In an era of extreme heat, let’s think differently about cooling off.
From around Memorial Day to Labor Day, New York City has always been transported to the tropics. Long before global warming stalked us, the city’s summer months seethed with high temperatures and punishing humidity. But the first Europeans who settled here did not come from Mediterranean Europe, where residents were accustomed to avoiding the midday sun. Though we’re at about the same latitude as Rome and Madrid, we’ve never had siestas. Could New Yorkers use an afternoon nap in the shade, or some other change to our daily cycles to keep us a little cooler?
It’s worth more than a thought experiment. Once, all Mediterranean cities had siestas from about 2 to 5 p.m.. Small cities in Andalucia or in Greece and elsewhere still have total shutdowns, but the major cities have sprawled too far for workers to go back to their homes to eat lunch, take a nap and then return to work — although some midday closures of shops and offices are still common, even in big cities.
New York commutes tend to be too long for a workday split into two shifts. But in the summer, the workday could easily start and finish earlier. An ideal situation, in my view, would have New Yorkers wake up in the cool of the early morning, get to work by 7 a.m., and leave by one in the afternoon — adding up to a six-hour summer workday that could be compensated for by longer hours in the cooler months. A proposal for such a dramatic seasonal shift would be a big challenge to enact, but no larger than the way work from home has already altered workers’ schedules.

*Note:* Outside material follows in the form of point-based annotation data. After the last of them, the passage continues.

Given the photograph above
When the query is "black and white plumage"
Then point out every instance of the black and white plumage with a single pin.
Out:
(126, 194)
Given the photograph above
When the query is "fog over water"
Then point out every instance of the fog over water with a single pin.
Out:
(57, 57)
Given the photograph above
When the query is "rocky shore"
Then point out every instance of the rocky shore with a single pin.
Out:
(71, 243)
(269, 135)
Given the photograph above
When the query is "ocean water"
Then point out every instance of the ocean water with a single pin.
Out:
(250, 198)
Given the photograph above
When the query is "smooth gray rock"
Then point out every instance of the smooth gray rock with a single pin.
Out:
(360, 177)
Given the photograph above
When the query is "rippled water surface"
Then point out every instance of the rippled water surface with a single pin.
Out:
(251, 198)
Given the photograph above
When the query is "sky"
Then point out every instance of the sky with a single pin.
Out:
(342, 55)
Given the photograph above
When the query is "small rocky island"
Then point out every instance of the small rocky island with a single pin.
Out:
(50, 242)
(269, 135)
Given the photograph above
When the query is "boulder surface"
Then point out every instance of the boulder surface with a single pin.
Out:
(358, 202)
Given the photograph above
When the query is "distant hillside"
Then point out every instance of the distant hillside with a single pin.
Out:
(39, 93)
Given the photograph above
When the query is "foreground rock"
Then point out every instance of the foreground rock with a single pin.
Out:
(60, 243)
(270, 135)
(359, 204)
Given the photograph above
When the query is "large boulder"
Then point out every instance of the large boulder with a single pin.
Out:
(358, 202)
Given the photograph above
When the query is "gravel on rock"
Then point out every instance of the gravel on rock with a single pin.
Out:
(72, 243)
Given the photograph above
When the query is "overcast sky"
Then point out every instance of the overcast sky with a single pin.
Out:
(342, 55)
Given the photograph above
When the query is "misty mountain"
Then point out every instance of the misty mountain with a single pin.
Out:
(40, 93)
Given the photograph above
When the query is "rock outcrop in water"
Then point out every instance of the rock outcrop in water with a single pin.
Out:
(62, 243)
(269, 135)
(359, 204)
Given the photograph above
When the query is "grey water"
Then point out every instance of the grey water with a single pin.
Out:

I’m old enough to remember New York before air conditioning. I recall the red eyes of morning subway riders who hadn’t slept the night before and were now jammed into a hot IRT car. I heard tales of people who slept on the fire escapes or roofs of apartment buildings. My parents told me that was common in their generation.
Now we get relief when the windows are sealed shut, surely a good thing overall. Alas, all the ACs whirring in windows or blowing cold air into our rooms from a central source account for a substantial share of the city’s energy use and greenhouse gas emissions. As we cool our homes, offices and vehicles, we make the outside air hotter still.
Are there other ways we might get some relief? Shade is a big help, but gone are the once-ubiquitous awnings that projected over storefronts, creating shaded gallerias on commercial streets. Only at cross streets did pedestrians have to squint in the sun. Small awnings once also hooded the windows of apartment houses. Gone also, in office buildings especially, are windows that can be opened. The city would do well to rediscover these low-tech sources of relief from heat and rely less on air conditioning.
Mayor Michael Bloomberg gave the city a great gift by directing that a million trees be planted on our streets. Some of these streets hadn’t known shade since the Lenape dwelled here. This arboreal renewal may be a more consequential legacy than any urban renewal project in the city’s history. Lines of trees shade miles of sidewalks that would otherwise cook in the sun.
If earlier and shorter summer hours were in effect, workers could sleep in the afternoon and enliven the city at night. Or they might pass their afternoons in or alongside water — the greatest cooler of all. The city has plenty of it.
The Central Park Reservoir (no longer used to store drinking water) could be converted into a very big swimming pool. Access would be only on foot. There would be no reduction in parkland; changing rooms could be built over the water. And not only are the beaches at Coney Island and the Rockaways within city boundaries, but so are the Hudson and East Rivers. Those rivers once held cribs for swimmers and could again. Waterside recreation shouldn’t require trips upstate or to Long Island.
We seem to have forgotten that the digital revolution was supposed to allow people more leisure. And what better time for that leisure than summer? Swimming in the reservoir and in a cleaner East River are not impossible goals. Parisians are now swimming in the Seine because the government devoted resources to cleaning it up. How about it, New York?